L’industrie musicale à l’heure d’internet : crise ou opportunité ?

14 juin 2013

3358544222_4a60b21baeL’industrie musicale à l’heure d’internet : crise ou opportunité ?

La révolution Internet a bouleversé nos usages, en particulier en ce qui a trait aux biens culturels, dont la musique. La globalisation économique et culturelle, avec l’essor des NTIC (nouvelles technologies de l’information et de la communication) a profondément touché l’industrie musicale. Celle-ci se compose tout à la fois de grandes entreprises – les Majors – et de labels indépendants. Ces Majors, au nombre de quatre (Universal Music, EMI, SonyBMG et Warner Music) se partagent plus de 70% du marché mondial[1]. Pourtant, elles se retrouvent en pleine crise : entre 2000 et 2008, le marché musical français perdait à lui seul « la moitié de sa valeur »[2].

Plus que le besoin pour les Majors de retrouver une légitimité, c’est l’ensemble de l’industrie musicale qu’il nous faut repenser à l’heure d’Internet.

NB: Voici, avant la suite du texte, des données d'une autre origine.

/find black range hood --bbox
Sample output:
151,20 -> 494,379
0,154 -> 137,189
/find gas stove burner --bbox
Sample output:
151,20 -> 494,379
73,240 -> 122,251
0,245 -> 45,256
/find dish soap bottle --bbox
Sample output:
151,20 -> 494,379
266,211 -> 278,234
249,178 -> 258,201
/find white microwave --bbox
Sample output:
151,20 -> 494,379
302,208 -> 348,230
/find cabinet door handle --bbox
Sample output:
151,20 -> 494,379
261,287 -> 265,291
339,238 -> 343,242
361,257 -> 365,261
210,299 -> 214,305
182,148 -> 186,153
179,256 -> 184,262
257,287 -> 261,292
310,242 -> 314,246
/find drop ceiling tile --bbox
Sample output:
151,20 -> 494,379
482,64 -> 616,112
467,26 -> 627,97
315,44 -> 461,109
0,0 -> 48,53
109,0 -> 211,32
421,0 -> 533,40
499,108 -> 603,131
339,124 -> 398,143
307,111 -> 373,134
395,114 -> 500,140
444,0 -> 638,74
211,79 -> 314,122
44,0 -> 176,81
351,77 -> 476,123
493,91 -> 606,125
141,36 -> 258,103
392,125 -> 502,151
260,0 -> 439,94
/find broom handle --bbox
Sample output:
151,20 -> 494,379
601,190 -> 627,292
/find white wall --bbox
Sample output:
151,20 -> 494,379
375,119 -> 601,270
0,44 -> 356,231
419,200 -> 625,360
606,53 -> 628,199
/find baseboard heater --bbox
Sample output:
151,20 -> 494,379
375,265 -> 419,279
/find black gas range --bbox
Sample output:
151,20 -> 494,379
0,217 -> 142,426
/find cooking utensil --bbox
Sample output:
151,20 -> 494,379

Quelle place y prend désormais chaque acteur, à savoir le public, l’artiste, la maison de disque ? Quel rôle accorder aux géants américains du Web, comme Google, Apple ou Amazon, dans ce marché de la diffusion des biens musicaux ? Enfin, comment faire collaborer majors et diffuseurs, créateurs et consommateurs, dans un écosystème global plus juste et vertueux ?

On connaît la chanson : les Majors, du piratage à la dématérialisation

Le piratage, principal cheval de bataille des Majors[3], ne date pas d’Internet, loin de là… Ses origines remontent aux années 1920, mais s’est démocratisé à partir des années 1970 avec l’apparition de la K7 audio vierge, qui s’ajoute à la crise que vit alors l’ensemble de l’industrie musicale – un « nouveau support qui permet aux particuliers de copier, effacer et recopier de nombreuses fois de la musique sur un seul et même support. »[4]. Déjà à l’époque, on retrouve le même adage qui est ressassé aujourd’hui aux consommateurs : en piratant, vous tuez la musique, les artistes, la création – « Home taping is killing music »[5].

Avec Internet, c’est davantage la massification du procédé qui est en jeu, puisqu’un fichier numérique permet de s’affranchir du support à un coût presque nul et de le partager indéfiniment (ou presque) [6].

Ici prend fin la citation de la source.